The universal appeal of Jewish values
For people in spiritual search, Judaism offers a great deal. We sometimes mute that reality, however, for fear of seeming “conversionary,” like the Christian missionaries who have hounded us through history. Judaism is certainly not that — we are anything but conversionary!
But we do welcome converts, and need, therefore, a more nuanced approach to conversion. A good beginning is our own stories that glorify making converts — as in the rabbinic reading of Genesis 37:1, where Jacob “settled in the land where his forebears dwelt.”
The word “dwelt” (“m’gurei”), from the Hebrew “gur,” reminds commentators of the word “ger” (convert), and evokes rabbinic traditions of Abraham and Sarah converting idolaters to Judaism. The midrash reads the verse creatively, as Jacob “settled in the land where his forebears made converts.” It then praises Jacob — and Isaac too — for following Abraham and Sarah’s example. Rabbinic Judaism was indeed conversionary back then.
This classical attitude reflects the rabbinic antipathy to paganism, both its idolatry and its cruelty — Roman gladiatorial combat, for example. We naturally saw virtue in converting pagans to a system that acknowledged God, preached justice and kindness, and heralded learning as the route to divinity.
Under Christian and Islamic rule, however, Jewish support for active conversion cooled. It was illegal, for one thing. But additionally, despite outbreaks of persecution here and there, Jews largely lived on reasonably good terms among neighbors who, they discovered, were monotheists like themselves. They did business with them, for example, without applying talmudic laws that forbade certain types of commerce with pagans.
The next step forward was modernity’s recognition that the various religions can be equal partners within a protective secular state. History did not have to move in that direction, but it did, necessitating a reevaluation of conversion today.
It is simply not our goal to convert the world. We do, however, strive to epitomize the Jewish way of life, which may (incidentally) prove desirable to those who have no religious home of their own, and who independently seek the spiritual and moral sustenance that Judaism offers.

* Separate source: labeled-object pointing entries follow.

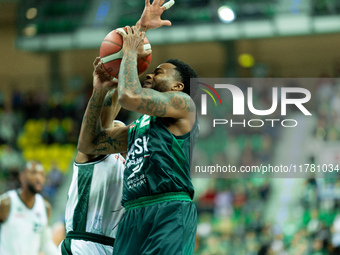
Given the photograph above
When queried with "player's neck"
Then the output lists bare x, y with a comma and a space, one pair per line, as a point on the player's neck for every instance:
27, 197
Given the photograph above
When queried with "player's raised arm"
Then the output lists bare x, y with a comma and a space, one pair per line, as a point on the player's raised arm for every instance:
151, 16
162, 92
93, 139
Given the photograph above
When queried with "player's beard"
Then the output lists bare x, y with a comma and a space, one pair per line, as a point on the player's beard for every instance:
32, 189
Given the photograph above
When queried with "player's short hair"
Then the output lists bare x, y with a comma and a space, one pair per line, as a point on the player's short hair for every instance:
185, 73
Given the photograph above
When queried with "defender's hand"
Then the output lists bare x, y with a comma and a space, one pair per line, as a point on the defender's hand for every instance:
133, 41
151, 16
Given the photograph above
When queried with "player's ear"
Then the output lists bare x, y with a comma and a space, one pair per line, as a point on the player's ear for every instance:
178, 86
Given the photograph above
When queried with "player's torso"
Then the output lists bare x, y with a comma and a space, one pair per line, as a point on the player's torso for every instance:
21, 232
94, 196
157, 161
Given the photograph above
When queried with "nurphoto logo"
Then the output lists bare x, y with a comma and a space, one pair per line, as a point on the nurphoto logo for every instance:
281, 97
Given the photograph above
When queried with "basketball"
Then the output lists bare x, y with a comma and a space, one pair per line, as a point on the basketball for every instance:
111, 53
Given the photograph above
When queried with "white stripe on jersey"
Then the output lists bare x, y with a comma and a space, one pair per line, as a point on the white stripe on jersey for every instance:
104, 209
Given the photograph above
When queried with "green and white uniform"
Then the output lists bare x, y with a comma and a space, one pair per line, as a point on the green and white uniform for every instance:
21, 233
160, 216
93, 209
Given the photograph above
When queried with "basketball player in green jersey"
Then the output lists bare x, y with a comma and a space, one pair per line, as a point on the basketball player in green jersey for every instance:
24, 216
160, 217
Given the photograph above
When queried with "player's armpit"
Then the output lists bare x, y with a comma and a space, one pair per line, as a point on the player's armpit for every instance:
108, 141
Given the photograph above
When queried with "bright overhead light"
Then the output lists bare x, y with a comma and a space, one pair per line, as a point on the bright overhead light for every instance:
226, 14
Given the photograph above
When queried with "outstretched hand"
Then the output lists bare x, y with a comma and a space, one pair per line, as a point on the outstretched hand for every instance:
151, 17
101, 78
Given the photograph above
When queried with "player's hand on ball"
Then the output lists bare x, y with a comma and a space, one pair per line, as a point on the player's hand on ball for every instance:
133, 41
151, 16
101, 78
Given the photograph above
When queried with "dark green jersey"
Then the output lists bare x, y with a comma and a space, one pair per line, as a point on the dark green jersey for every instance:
157, 161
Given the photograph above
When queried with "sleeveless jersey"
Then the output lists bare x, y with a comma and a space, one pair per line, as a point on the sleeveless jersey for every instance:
158, 161
94, 196
21, 233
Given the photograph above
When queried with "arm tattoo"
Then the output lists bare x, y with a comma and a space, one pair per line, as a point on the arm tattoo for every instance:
108, 99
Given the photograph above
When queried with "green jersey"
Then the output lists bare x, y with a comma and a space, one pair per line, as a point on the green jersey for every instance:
157, 161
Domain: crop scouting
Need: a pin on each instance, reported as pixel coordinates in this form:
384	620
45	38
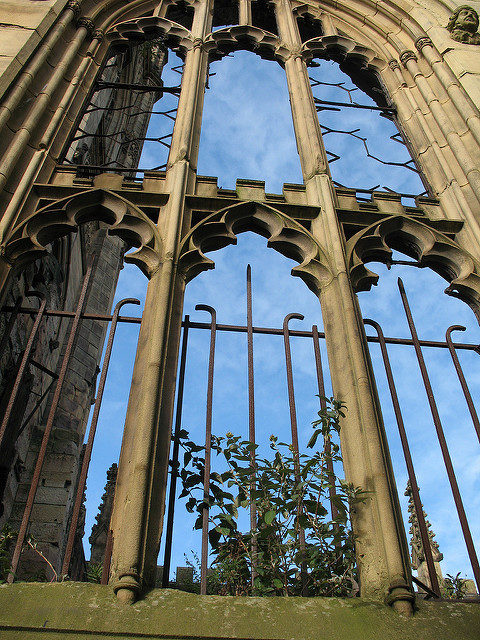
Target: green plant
7	538
297	548
454	587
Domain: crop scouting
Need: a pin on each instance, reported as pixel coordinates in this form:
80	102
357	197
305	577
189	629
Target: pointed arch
423	243
29	239
283	233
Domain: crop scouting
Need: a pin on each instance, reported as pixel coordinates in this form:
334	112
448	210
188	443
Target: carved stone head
463	25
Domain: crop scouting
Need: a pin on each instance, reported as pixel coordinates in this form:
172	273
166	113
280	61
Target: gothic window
181	12
130	109
309	27
365	148
263	15
225	13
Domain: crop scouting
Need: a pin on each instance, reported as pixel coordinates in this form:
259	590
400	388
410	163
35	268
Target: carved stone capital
424	41
86	23
406	56
463	25
74	6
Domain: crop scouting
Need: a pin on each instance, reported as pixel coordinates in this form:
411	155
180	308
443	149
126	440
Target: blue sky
247	133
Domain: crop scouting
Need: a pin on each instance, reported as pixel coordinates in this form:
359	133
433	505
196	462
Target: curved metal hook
35	294
375	325
291	316
208	309
453	327
120	304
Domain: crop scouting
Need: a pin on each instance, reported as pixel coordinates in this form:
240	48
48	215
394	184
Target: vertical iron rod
441	439
91	436
10	323
176	445
293	424
251	416
461	377
208	441
23	365
422	525
323	406
48	427
37	406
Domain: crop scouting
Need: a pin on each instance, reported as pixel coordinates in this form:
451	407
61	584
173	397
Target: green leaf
269	516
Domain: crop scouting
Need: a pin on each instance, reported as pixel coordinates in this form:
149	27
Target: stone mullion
41	103
244	12
142	473
459	98
409	60
443	179
381	544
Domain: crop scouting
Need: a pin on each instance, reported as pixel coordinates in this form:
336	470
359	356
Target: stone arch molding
427	245
29	240
283	233
173	35
339	48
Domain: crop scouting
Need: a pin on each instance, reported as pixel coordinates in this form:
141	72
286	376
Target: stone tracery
428	93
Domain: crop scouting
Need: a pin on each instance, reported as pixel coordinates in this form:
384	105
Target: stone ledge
86	611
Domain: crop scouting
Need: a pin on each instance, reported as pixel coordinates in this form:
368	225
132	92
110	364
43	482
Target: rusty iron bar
37	405
107	558
174	463
48	427
422	525
208	447
293	424
441	439
251	417
23	364
461	377
91	436
10	323
243	329
332	492
71	314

And just how we are to display that spiritual and moral sustenance is suggested just two verses later (37:3).
Jacob loved Joseph especially, we hear, because he was “the son of his old age” (“ben z’kunim”). “Old age” (“z’kunim”), however, can imply the respected status of “elders” (“z’kenim”), and the Talmud (Kiddushin 32b) insists that “elderhood” is a matter not just of aging but of learning, too. Jacob ben Asher (13th century, Spain) thus thinks Jacob favored Joseph for being “the son of Jacob’s learning,” as if Jacob had studied in a yeshiva and then taught Joseph five of the six tractates that constitute the Mishnah — our earliest rabbinic code of Jewish conduct.
But why only five? Why omit the sixth tractate, Tohorot (“Purity”)? Because, says the chasidic commentary Imrei Aharon, purity cannot be learned through classroom study; it comes from within and requires lifelong practice.
Purity implies the effort to lead a stainless existence. It is a matter of personal integrity, respect for decency, and devotion to the Jewish value of “kavod” (honor) that is due to people (our community, human beings generally, even the dead), places (nature itself), times (Shabbat and festivals), and things (the Torah and books). It is a mark of character, the state of mind that deplores filthiness of speech and behavior (even if, strictly speaking, they are not illegal), because they tarnish communal well-being, sully people’s lives, and deface God’s universe.
Jews do not actively seek out converts. We do, however, exemplify two primal Jewish values: love of learning and the virtue of purity. If learning is the body of Judaism, purity is its soul. Outsiders to Judaism do not have to adopt the Jewish way of life; we respect them as they are. But we do have a way of life worth living. Those who are drawn to our Jewish way of learning and of purity should find us welcoming.
Rabbi Lawrence A. Hoffman is cofounder of Synagogue 3000 and a professor of liturgy, worship, and ritual at Hebrew Union College-Jewish Institute of Religion.